Why doesn't it evaluate the parentheses the same way and put it into a subshell when I call it this way?

回答1:

This is discussed in full detail in BashFAQ #50.

An unquoted expansion goes through only two stages of shell parsing: Field-splitting, and glob expansion. Thus, ( echo 1 ) is first split into fields: (, echo, 1, and ); each is expanded as a glob (moot, as none of them are glob expansions); and then they're run as a command: ( is invoked, with the first argument echo, the second argument 1, and the third argument ).

The Right Way to store code is in a function:

# best-practices approach
input() ( echo 1; )
input

...or, if you want to make it more explicit to a human reader that you really want a subshell and weren't using parens rather than braces by error or habit:

# same, but more explicit about intent
input() { (echo 1); }
input

...if not possible, one can use eval (but be wary of the caveats given in BashFAQ #48):

# avoid this approach if at all possible
input="( echo 1 )"
eval "$input"

If the real reason you're building a command in a string is to parameterize its contents, use an array instead:

input_args=( 1 )                    # define an array
input() ( echo "${input_args[@]}" ) # use that array in a function (if needed)

# add things according to conditional logic as appropriate
if (( 2 > 1 )); then
  input_args+=( "possible argument here" )
fi

# call the function, or just use the array directly, such as: (echo "$(input_args[@]}" )
input


回答2:

The parentheses are shell syntax.

To reflect syntax which is stored in variable back into the shell for processing, you must use the eval command.

Merely interpolating the value of the variable into a command line doesn't trigger eval evaluation of the syntax. That would be an unwanted intrusion of eval, which would cause all sorts of problems.

For instance, consider this:

arg="(parenthesized)"
somecommand $arg

We just want somecommand to be invoked with the character string (parenthesized) as its argument; we don't want to run a subshell. That sort of implicit eval would turn harmless data into live code, creating a security hole, not to mention a coding nightmare to try to avoid it.

The rules for how $arg is treated are independent of position; the expansion happens the same way even if $arg is the first element in the command line:

$arg foo

Parameter substitution turns $arg into the text (parenthesized) and then that is tried as a command, not as a shell syntax.

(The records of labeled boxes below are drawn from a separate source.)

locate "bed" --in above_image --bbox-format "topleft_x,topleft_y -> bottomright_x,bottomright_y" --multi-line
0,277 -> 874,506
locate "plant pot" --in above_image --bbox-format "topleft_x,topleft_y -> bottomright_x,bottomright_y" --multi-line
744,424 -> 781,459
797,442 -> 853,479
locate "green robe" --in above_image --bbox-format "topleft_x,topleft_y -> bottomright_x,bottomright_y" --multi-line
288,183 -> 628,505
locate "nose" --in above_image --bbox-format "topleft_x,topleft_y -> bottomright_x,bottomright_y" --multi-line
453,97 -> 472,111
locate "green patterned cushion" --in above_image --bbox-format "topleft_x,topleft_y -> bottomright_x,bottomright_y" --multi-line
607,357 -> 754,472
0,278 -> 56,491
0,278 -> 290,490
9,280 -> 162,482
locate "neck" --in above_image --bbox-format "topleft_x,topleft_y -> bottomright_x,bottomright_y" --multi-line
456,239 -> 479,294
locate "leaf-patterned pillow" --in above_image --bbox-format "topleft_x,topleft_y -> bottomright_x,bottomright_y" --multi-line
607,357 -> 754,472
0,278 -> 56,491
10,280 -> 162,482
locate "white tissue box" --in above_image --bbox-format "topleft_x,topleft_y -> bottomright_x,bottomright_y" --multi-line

To execute the piece of shell script stored in input, use:

eval "$input"

You could also do it like this:

input="echo 1"       # no parentheses

/bin/sh -c "$input"  # run in subshell explicitly

Of course, the subshell approach feeds the code fragment to the same shell which is executing the surrounding script, whereas here we chose the /bin/sh which could be different from the invoking shell, or have a different behavior even if it is a symlink to the same shell.